Just then, Blisterella’s dress was transformed into a gorgeous actually rustic/vintage looking gown, covered in lace and pearls!

Best of all, Blisterella’s shoes were made entirely of brass. Of course, she had never worn them before and they were very heavy and metal, so they also gave her blisters. But they looked really cool, so it was okay.

“Now go!” Barely Godmother said, “Get out of here and be back before the clock strikes twelve, Eastern Standard Time!”

Blisterella and her hamster friends went to the ball in their orange hamster ball and arrived at the palace just as festivities began. In fact, Blisterella was the very last to arrive, so everyone looked at her judgmentally when she came through the doors of the palace.

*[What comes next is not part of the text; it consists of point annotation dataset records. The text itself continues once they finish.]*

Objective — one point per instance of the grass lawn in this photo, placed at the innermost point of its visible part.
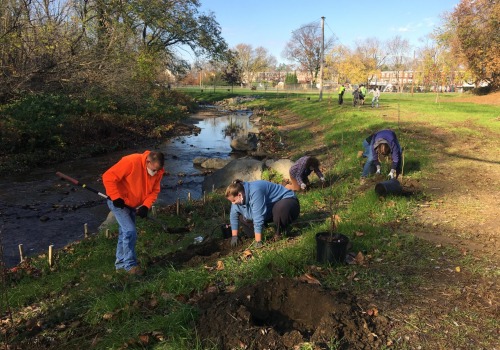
(413, 265)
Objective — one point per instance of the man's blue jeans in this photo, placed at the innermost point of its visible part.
(127, 236)
(369, 167)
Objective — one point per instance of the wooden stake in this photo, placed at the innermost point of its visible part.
(21, 252)
(50, 255)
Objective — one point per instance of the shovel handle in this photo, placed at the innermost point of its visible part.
(77, 183)
(67, 178)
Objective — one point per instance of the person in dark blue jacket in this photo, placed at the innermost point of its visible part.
(381, 143)
(258, 202)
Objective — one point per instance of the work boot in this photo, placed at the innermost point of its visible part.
(135, 270)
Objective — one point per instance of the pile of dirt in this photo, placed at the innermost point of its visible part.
(196, 254)
(283, 313)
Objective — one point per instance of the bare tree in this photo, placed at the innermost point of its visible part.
(373, 54)
(398, 50)
(251, 61)
(305, 48)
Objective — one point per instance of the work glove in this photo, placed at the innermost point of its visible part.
(142, 211)
(119, 203)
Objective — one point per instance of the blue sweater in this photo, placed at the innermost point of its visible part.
(260, 197)
(392, 140)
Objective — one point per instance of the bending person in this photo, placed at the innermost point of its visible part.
(381, 143)
(258, 202)
(133, 184)
(300, 171)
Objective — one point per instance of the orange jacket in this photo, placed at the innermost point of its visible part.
(129, 179)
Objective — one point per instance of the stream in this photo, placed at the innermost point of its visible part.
(37, 209)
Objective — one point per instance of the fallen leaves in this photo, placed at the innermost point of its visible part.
(247, 254)
(307, 278)
(372, 312)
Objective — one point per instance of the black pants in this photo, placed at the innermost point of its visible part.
(284, 213)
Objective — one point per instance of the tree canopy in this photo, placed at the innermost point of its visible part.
(305, 48)
(472, 33)
(54, 44)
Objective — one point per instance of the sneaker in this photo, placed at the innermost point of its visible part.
(135, 270)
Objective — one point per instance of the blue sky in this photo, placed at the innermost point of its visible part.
(269, 23)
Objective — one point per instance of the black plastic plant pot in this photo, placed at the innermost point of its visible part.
(226, 231)
(331, 248)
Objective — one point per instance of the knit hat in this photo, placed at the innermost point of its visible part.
(378, 142)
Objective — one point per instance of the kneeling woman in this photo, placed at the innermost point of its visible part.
(258, 202)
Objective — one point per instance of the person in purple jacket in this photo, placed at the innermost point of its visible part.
(300, 171)
(381, 143)
(258, 202)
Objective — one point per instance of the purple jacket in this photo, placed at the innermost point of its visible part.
(300, 172)
(390, 138)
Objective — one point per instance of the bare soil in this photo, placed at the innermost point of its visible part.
(285, 313)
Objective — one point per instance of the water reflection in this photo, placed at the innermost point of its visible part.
(213, 141)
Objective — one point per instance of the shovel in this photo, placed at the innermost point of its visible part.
(77, 183)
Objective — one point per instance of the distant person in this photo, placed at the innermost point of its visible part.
(300, 171)
(259, 202)
(376, 96)
(381, 143)
(355, 96)
(133, 184)
(341, 93)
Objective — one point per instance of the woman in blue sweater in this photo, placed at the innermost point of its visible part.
(258, 202)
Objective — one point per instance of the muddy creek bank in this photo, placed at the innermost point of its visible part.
(38, 209)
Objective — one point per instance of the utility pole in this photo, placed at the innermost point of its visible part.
(322, 58)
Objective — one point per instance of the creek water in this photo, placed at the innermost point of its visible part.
(37, 209)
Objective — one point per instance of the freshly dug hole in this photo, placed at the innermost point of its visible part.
(282, 313)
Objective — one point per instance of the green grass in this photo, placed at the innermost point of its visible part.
(113, 309)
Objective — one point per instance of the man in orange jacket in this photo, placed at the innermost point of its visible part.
(132, 184)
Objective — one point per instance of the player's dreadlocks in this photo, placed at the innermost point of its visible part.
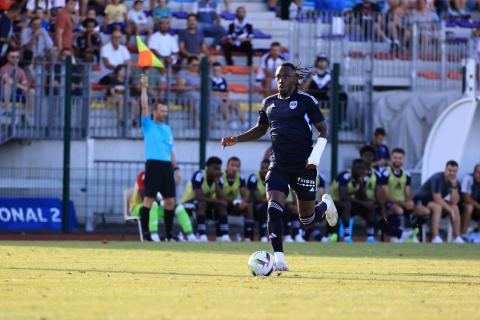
(301, 72)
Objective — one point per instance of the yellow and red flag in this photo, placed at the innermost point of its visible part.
(146, 58)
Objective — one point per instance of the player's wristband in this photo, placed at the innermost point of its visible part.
(317, 151)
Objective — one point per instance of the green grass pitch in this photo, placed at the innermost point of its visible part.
(124, 280)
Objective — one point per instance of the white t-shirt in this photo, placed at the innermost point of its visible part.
(137, 17)
(115, 57)
(165, 45)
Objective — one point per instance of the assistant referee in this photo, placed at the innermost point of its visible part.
(161, 170)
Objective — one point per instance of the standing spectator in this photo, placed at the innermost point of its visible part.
(220, 97)
(36, 40)
(113, 54)
(191, 40)
(239, 37)
(138, 19)
(471, 197)
(88, 43)
(208, 15)
(64, 26)
(318, 82)
(163, 44)
(269, 63)
(161, 11)
(438, 195)
(116, 16)
(11, 72)
(161, 169)
(382, 154)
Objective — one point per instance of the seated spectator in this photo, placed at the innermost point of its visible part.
(88, 43)
(235, 192)
(36, 40)
(188, 87)
(116, 16)
(258, 198)
(138, 19)
(382, 154)
(268, 65)
(157, 212)
(318, 81)
(239, 37)
(191, 41)
(204, 195)
(220, 98)
(64, 26)
(163, 44)
(437, 196)
(161, 11)
(11, 73)
(208, 15)
(113, 54)
(471, 208)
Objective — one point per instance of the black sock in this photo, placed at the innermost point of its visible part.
(317, 216)
(201, 226)
(248, 229)
(144, 220)
(223, 220)
(275, 225)
(168, 218)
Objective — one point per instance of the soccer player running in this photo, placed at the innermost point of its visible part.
(161, 170)
(290, 115)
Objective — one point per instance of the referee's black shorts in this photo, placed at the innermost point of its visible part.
(159, 178)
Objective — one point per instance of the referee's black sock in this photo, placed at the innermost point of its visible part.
(275, 225)
(317, 216)
(144, 219)
(168, 219)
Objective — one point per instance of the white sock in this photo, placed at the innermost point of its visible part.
(279, 257)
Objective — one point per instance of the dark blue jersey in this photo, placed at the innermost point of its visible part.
(290, 121)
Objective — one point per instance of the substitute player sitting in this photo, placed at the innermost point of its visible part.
(290, 115)
(204, 195)
(234, 186)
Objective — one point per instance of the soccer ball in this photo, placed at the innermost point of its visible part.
(261, 263)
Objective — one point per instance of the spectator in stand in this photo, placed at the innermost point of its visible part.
(64, 26)
(138, 19)
(269, 63)
(163, 44)
(471, 197)
(36, 40)
(220, 97)
(382, 154)
(437, 196)
(11, 72)
(239, 37)
(317, 82)
(88, 43)
(208, 15)
(113, 54)
(161, 11)
(191, 40)
(116, 16)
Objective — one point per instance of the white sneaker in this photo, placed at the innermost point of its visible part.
(331, 213)
(202, 238)
(191, 238)
(155, 237)
(299, 238)
(458, 240)
(224, 238)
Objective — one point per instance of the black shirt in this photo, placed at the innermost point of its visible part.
(290, 127)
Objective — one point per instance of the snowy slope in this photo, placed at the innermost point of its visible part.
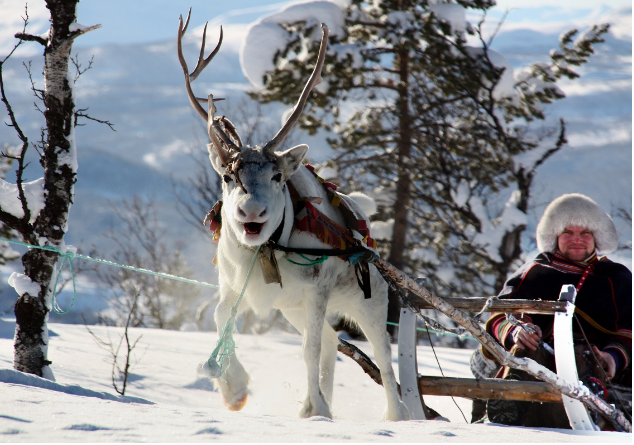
(136, 83)
(167, 402)
(138, 86)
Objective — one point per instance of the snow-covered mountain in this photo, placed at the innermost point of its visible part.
(138, 86)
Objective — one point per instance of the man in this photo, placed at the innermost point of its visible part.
(570, 235)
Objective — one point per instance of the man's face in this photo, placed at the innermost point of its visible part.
(576, 243)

This was incredibly convenient as the prince noticed her as well. And, even though she was wearing the same style of dress as many other women at the ball (thanks a lot, Barely Godmother), he could smell her enchanting lemony/orange-y fresh scent from across the room.

The prince walked across the dance floor to Blisterella and asked her to dance.

The two practically floated across across the ballroom, inciting envy from all who beheld them.

After, like, 3 dances, the pair went outside. The prince wanted to propose to Blisterella then and there because he actually had terrible judgment. However, he couldn’t propose because at that moment, the clock began to strike twelve!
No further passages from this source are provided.